Il copione è quello noto. L’azienda cerca di ottenere il massimo di sgravi fiscali, aiuti e incentivi dal governo di turno. Per farlo è disposta ad arrivare al licenziamento di migliaia di persone, come accadde due anni e mezzo fa a Roma. Il tutto mentre nel frattempo le delocalizzazioni e le assunzioni in Romania vanno avanti.
Anche i sindacati stessi – Slc Cgil, Fistel Cisl e Uilcom – nutrivano poche speranze.
«Ancora una volta registriamo un nulla di fatto.
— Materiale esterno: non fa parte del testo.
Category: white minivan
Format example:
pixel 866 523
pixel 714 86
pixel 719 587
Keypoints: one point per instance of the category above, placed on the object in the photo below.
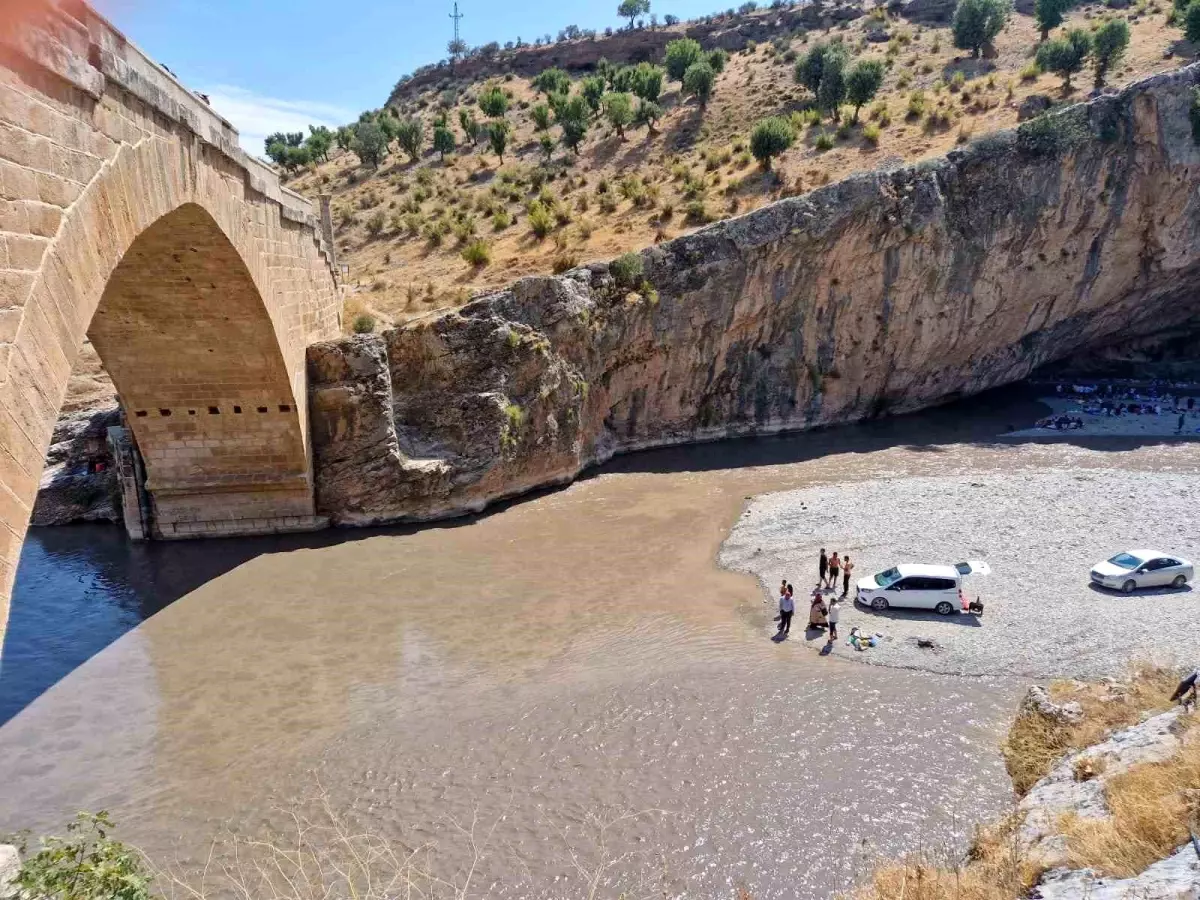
pixel 921 587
Il ministro Di Maio, anche stavolta, non ha partecipato al tavolo e non è stata individuata una soluzione per scongiurare le procedure di licenziamento per 1.600 persone – dichiara il segretario generale Slc Cgil Palermo, Maurizio Rosso – . Si fermi questa gara al massacro, licenziare è da irresponsabili, non possono essere sempre i lavoratori a pagare. Ognuno si faccia carico delle proprie responsabilità».